Il me paraît indispensable de retracer l’histoire de la jeunesse, l’histoire de cette idée, mais aussi l’histoire de son émancipation, de la place qui lui est reconnue dans la société, bref, l’histoire du statut social de la jeunesse, si l’on souhaite éclairer les termes du désaccord. Pour ce faire, nous disposons d’une thèse remarquable d’un chercheur québécois (1). On peut, montre-t-il, distinguer trois étapes principales dans cette histoire.

Dans les sociétés traditionnelles, les jeunes ne sont pas jeunes si l’on peut dire car ce qui fonde pour nous la spécificité et la légitimité de leur statut social, le fait qu’ils incarnent le changement et le progrès, n’est pas reconnu dans ces sociétés. Celles-ci privilégient au contraire le legs du passé, s’organisent à le perpétuer et à contenir ce qui pourrait le transformer.

Pour ce faire, elles intègrent les jeunes à un ordre auquel ils doivent se soumettre, ordre qui s’étend à la majeure partie de la vie individuelle, et les subordonnent aux adultes, adultes qui incarnent cet ordre social, le leur transmettent et veillent à ce qu’ils le respectent. En contrepartie, les jeunes remplissent certains rôles, occupent ces statuts, reçoivent une reconnaissance sociale et une identité.

C’est dans la seconde moitié du 18ème siècle qu’apparaît la jeunesse au sens où nous l’entendons et que commence sa phase d’émancipation et d’autonomisation. C’est la réorientation de nos nations européennes en fonction d’un avenir supposé meilleur que le passé et non plus de la tradition qui donne une valeur et un statut inédits à la jeunesse, faisant d’elle l’incarnation par excellence du changement. Toutefois, ces nouvelles conditions sociales n’affectent à cette époque que les enfants de l’aristocratie et de la haute bourgeoisie car la majorité des jeunes est maintenue au travail précoce via la révolution industrielle qui a lieu simultanément.

La révolte adolescente

Il faut attendre la seconde moitié du 19ème siècle pour que les classes moyennes et supérieures commencent à prolonger la période de dépendance de leurs enfants, les conservant à domicile, les retirant du monde du travail et les obligeant à aller à l’école, leur interdisant des conduites précoces qui leur étaient autrefois accessibles telles que la consommation d’alcool, les plaisirs sexuels, la fréquentation du sexe opposé, etc. Les jeunes sont ainsi mis en attente dans un état de dépendance et un statut infantilisant de plus en plus longs. C’est ce statut social inédit que découvre la psychologie naissante aux environs de 1900 et dont elle fait un stade universellement répandu du développement psychique : l’adolescence.

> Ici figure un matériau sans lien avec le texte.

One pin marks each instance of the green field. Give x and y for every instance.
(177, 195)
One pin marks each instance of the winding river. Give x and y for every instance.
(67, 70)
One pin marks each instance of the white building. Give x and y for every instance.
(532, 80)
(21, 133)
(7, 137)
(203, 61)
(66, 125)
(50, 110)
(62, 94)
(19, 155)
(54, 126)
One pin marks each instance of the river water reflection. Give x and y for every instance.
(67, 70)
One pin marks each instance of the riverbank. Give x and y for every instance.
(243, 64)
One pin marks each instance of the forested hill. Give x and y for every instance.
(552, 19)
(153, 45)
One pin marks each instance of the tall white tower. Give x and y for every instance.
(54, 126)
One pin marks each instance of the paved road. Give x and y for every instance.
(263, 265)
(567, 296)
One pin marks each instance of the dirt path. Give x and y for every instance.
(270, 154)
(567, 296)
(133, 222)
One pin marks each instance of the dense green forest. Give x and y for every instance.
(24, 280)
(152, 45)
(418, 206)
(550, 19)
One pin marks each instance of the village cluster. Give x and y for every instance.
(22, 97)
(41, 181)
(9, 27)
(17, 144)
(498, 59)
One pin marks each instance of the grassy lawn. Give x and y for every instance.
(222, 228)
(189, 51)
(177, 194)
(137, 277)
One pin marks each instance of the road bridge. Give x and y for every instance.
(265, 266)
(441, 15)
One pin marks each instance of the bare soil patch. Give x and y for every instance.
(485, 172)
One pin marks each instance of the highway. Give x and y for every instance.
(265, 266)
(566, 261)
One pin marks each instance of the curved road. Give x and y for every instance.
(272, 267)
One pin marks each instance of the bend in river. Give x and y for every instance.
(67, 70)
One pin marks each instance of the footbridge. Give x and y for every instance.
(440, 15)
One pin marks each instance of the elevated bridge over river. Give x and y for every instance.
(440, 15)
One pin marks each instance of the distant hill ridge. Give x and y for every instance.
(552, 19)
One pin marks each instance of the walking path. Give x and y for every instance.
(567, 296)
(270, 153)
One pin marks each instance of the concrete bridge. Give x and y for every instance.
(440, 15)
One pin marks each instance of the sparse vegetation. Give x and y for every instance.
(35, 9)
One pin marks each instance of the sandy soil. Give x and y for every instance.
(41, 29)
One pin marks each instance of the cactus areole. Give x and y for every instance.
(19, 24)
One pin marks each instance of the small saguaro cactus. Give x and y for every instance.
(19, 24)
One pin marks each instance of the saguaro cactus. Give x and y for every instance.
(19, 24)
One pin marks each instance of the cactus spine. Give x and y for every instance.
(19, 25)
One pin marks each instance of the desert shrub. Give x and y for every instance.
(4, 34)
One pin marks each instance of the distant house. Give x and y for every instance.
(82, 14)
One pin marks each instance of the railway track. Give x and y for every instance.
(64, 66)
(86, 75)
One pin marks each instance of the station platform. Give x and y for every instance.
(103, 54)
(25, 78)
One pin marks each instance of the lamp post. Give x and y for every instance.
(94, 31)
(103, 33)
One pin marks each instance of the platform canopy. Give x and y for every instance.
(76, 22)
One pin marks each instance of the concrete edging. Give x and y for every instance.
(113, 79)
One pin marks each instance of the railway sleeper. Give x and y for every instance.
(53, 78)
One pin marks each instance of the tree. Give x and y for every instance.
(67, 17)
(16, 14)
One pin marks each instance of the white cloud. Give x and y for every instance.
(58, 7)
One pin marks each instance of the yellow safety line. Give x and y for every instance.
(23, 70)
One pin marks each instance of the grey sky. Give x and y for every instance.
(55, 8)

Parallèlement, ces conditions sociales nouvelles vont permettre l’autonomisation de la jeunesse et son avènement comme classe sociale à part entière. C’est au sein de l’école que les jeunes vont prendre conscience de leur situation commune de subordination et d’exclusion du monde social, situation qu’ils vont renverser à leur avantage en profitant de l’espace radicalement autonome qui leur est ainsi accordé pour développer leur propre culture et conquérir une certaine indépendance vis-à-vis du monde adulte.

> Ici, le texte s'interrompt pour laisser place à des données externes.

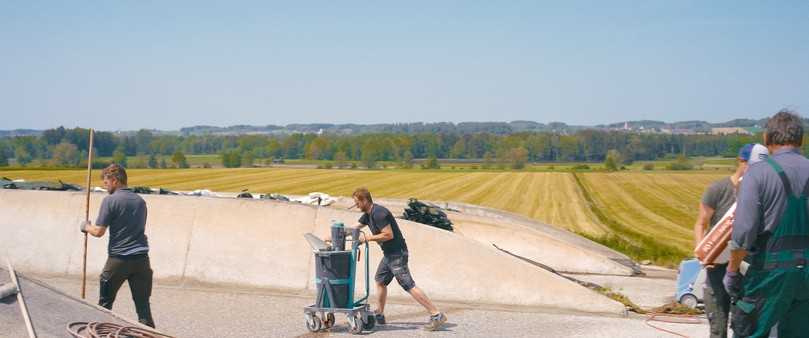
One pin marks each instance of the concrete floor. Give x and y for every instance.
(218, 312)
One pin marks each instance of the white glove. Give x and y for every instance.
(83, 226)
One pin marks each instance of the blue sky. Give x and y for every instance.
(122, 65)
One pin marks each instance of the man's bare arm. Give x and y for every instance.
(95, 230)
(385, 235)
(705, 214)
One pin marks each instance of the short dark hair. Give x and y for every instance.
(785, 128)
(363, 194)
(115, 171)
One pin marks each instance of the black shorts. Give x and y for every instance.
(395, 265)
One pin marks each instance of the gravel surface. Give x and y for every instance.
(220, 312)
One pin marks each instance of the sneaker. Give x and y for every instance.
(380, 318)
(436, 321)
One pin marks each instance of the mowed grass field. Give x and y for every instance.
(661, 206)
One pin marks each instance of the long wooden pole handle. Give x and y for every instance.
(87, 214)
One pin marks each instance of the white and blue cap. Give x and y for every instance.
(753, 152)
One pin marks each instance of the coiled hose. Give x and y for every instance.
(109, 330)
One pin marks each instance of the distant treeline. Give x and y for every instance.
(68, 147)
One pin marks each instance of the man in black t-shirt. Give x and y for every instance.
(716, 201)
(123, 215)
(385, 231)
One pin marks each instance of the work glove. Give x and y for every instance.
(733, 284)
(83, 226)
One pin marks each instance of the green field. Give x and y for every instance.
(648, 215)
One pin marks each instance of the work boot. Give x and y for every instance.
(436, 321)
(380, 318)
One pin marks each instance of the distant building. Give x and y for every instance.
(729, 131)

C’est la grande époque de la créativité et de la révolte adolescente, créativité qui découle de la tension entre la représentation socialement valorisée de la jeunesse – les jeunes sont censés prendre une place à part entière pour changer le monde et le rendre meilleur – et la réalité des jeunes qui doivent pour cela subir de longues frustrations, privés de libertés et de loisirs réservés aux adultes.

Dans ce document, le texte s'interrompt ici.